Matrix Calculus for Deep Learning

jph00 · on Jan 30, 2018

Jeremy here. Here to answer any questions or comments that you have.

But more importantly - I need to mention that Terence Parr did nearly all the work on this. He shared my passion for making something that anyone could read on any device to such an extent that he ended up creating a new tool for generating fast, mobile-friendly math-heavy texts: https://github.com/parrt/bookish . (We tried Katex, Mathjax, and pretty much everything else but nothing rendered everything properly).

I've never found anything that introduces the necessary matrix calculus for deep learning clearly, correctly, and accessibly - so I'm happy that this now exists.

parrt · on Jan 30, 2018

Terence here. Jeremy's role was critical in terms of direction and content for the article. Who better than he to describe the math needs for deep learning. :)

MarkMMullin · on Jan 31, 2018

Glad to see you in this space Terrance! Been a long time since the traveling parser revival and beer tasting festival!

archgoon · on Jan 30, 2018

Question; when I learned Vector Calculus back in college, I used Marsden & Tromba as our text book where they equate the derivative of a function from R^n->R^m with the Jacobian. Is matrix calculus the same thing, just a slightly different notation?

jacobolus · on Jan 30, 2018

Typographic advice: the body text has very long lines in a desktop browser, which makes it a bit slow and tiring to read. I’d say the ideal is somewhere between 1/2 and 2/3 this length. I’d recommend keeping the same width on screen but bumping the font size up by 30%.

As an extra minor nit, italicizing functions like sin, etc. is also somewhat unconventional in mathematical typesetting.

parrt · on Jan 30, 2018

I agree that the font should be bigger. I need to learn more CSS in order to switch between font sizes per platform. The font of the text is easy but all of the images were generated from latex using a specific font size. I need to scale the in-line equation images as the font size bumps up.
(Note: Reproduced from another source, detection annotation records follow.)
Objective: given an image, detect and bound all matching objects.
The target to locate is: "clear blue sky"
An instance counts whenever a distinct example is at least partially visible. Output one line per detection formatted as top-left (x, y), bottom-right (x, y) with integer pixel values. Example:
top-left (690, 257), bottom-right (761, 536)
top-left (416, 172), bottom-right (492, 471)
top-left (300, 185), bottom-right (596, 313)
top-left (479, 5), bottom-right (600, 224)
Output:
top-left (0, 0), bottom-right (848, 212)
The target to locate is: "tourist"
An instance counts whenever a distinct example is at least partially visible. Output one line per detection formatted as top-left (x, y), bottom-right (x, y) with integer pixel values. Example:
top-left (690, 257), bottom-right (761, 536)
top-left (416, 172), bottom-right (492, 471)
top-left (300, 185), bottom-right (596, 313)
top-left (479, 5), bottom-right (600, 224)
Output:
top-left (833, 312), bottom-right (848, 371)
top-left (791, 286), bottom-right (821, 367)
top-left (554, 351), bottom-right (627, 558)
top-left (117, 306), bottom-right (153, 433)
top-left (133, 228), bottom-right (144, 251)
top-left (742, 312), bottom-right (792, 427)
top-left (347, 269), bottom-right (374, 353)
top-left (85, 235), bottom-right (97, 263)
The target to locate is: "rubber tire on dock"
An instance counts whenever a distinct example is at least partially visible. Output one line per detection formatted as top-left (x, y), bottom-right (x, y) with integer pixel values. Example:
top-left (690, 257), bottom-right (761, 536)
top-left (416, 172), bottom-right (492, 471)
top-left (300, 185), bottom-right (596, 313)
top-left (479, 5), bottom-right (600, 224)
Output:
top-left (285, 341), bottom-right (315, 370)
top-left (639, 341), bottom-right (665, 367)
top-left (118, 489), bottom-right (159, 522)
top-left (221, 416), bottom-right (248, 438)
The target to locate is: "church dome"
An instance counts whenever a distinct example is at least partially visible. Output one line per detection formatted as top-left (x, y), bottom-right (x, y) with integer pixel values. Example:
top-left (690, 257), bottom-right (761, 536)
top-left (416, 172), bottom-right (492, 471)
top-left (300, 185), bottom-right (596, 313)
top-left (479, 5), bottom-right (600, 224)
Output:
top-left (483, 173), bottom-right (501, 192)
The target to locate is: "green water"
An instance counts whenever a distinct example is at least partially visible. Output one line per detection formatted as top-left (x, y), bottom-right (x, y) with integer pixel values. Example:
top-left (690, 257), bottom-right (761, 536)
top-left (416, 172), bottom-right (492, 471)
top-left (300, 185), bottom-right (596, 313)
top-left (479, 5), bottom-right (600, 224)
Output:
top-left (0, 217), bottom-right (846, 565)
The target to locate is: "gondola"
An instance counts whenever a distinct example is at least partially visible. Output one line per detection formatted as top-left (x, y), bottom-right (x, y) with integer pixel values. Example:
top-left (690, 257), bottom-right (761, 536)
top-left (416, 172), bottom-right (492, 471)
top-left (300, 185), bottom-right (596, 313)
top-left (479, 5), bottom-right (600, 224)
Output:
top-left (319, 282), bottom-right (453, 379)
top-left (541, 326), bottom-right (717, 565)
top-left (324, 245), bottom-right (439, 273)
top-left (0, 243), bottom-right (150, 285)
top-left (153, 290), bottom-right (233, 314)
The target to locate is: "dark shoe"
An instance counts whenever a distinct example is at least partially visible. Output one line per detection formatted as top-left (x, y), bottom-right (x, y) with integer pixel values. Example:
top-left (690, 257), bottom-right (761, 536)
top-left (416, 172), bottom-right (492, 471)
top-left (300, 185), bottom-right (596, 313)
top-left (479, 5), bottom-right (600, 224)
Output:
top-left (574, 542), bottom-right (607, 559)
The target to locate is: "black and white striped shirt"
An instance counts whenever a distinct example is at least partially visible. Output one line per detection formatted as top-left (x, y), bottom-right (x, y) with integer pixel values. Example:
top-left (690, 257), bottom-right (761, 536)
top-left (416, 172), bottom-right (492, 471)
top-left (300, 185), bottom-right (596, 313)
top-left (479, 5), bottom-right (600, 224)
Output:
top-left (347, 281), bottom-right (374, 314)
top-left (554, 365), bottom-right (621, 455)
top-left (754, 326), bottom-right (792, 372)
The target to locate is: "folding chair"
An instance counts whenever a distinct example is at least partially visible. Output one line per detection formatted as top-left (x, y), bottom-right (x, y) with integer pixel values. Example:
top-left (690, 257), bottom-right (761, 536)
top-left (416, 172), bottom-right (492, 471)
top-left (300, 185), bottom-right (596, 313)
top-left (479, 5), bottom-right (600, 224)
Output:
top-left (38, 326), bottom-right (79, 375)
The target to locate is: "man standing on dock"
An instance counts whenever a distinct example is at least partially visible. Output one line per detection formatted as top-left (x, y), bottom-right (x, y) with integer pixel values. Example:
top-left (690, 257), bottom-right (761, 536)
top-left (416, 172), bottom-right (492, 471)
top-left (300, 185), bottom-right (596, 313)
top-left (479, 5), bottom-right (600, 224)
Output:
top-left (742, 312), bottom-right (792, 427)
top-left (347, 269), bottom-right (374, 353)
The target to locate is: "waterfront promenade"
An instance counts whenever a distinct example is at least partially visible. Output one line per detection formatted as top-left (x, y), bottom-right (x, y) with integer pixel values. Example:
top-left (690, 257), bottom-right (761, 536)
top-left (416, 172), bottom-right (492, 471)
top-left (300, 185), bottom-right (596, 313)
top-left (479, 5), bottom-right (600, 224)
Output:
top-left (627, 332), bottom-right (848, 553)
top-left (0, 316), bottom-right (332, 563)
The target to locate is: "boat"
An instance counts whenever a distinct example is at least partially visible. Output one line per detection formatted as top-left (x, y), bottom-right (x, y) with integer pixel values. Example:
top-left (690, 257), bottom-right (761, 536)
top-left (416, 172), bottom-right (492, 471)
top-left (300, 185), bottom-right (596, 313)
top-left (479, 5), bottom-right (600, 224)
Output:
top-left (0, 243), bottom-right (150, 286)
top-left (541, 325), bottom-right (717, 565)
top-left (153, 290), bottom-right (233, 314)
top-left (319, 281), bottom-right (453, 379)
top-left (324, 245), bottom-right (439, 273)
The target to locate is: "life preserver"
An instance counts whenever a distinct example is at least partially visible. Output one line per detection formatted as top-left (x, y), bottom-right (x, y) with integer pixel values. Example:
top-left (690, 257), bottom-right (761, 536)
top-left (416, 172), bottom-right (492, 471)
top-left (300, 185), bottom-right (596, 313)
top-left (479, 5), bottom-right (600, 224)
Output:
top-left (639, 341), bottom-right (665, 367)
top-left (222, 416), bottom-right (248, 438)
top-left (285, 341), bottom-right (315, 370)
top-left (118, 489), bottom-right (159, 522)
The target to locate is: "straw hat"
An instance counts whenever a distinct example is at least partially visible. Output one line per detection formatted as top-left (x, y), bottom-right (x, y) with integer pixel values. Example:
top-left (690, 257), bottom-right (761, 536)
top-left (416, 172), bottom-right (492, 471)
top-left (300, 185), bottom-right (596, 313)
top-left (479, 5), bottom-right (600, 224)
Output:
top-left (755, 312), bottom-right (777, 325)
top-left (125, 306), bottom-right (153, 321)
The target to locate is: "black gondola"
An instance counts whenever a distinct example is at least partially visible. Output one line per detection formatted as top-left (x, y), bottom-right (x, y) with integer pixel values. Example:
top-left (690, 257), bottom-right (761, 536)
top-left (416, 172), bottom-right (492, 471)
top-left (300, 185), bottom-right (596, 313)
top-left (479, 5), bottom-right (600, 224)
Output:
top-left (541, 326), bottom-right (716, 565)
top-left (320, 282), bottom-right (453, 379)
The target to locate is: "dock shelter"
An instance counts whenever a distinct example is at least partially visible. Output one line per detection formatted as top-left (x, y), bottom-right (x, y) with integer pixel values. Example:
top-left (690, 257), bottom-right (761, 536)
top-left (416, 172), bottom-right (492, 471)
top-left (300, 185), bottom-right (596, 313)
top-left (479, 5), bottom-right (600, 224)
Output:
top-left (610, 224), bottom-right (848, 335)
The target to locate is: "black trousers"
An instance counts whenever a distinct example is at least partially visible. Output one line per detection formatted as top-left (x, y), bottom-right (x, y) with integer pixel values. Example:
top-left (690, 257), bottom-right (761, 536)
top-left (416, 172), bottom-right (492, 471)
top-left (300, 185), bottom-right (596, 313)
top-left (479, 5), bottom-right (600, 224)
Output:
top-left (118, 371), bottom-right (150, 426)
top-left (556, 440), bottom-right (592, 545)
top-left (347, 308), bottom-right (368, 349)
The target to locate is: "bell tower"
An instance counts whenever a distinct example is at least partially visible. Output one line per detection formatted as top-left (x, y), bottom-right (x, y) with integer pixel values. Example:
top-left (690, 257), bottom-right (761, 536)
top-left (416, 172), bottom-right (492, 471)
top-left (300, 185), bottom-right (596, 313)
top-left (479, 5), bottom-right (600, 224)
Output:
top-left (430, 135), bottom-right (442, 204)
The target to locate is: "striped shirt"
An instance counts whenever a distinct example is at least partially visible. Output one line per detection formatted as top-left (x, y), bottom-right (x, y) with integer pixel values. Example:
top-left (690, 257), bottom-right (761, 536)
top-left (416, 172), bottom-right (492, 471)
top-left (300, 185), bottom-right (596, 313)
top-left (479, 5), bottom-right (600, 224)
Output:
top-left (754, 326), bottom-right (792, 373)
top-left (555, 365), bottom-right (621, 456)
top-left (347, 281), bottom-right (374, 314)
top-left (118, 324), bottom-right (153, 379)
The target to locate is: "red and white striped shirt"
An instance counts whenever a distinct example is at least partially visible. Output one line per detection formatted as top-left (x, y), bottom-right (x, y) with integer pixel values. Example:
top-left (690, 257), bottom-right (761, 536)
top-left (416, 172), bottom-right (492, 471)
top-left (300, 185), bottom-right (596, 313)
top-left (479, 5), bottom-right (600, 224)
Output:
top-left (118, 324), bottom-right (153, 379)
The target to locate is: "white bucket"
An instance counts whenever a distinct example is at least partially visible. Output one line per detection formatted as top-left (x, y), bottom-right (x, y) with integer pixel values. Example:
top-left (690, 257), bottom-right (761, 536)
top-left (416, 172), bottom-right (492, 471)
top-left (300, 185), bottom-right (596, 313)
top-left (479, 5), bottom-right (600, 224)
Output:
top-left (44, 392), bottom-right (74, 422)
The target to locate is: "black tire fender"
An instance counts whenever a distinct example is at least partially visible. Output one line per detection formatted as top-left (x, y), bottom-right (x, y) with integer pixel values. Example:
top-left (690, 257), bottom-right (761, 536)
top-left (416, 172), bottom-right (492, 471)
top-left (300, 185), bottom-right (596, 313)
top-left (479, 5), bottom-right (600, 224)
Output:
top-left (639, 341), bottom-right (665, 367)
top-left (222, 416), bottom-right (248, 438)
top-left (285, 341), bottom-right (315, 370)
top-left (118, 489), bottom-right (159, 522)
dbetteridge · on Jan 31, 2018

the magic incantation here is probably media queries

@media (max-width: 768px) {

    p {

     font-size: 1rem;
    }
}

parrt · on Jan 31, 2018

We have to also adjust the image sizes for the in-line equations. That’s what I need to figure out :)
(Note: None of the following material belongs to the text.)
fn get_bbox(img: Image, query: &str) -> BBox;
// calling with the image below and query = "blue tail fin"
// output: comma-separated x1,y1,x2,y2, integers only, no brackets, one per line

posterboy · on Jan 30, 2018

it's a variable name for a polymorphic function, taylor series, euler formular, etc. depending on context. This is a significant difference to singular types, but being a variable name to an abstract concept is in principle no different to typesetting x. This goes neatly with "everything is an objectreference" and might be more of a programmer's perspective.

jacobolus · on Jan 30, 2018

In mathematical notation it gets confusing because several italic letters in a row are otherwise interpreted as separate variables.

jph00 · on Jan 30, 2018

Thanks for the advice!

jtmcmc · on Jan 30, 2018

This is great! my graduate advisor a long time ago made a really great matrix calculus study sheet for me that was absolutely invaluable in learning ML ( i mean really this is great for not just DL but all sorts of reasoning in ML)

parrt · on Jan 30, 2018

We originally had that generic ML target in mind but figured a DL bent would make it a wee bit more interesting.

Dawny33 · on Jan 31, 2018

Wondering if you still have that with you? Would be super useful for folks here.

jules · on Jan 30, 2018

What do you think about the index notation physicists use for tensor calculus?

jph00 · on Jan 30, 2018

I don't find it very accessible, myself - but I'm not a physicist, so the materials using or about that notation aren't aimed at me.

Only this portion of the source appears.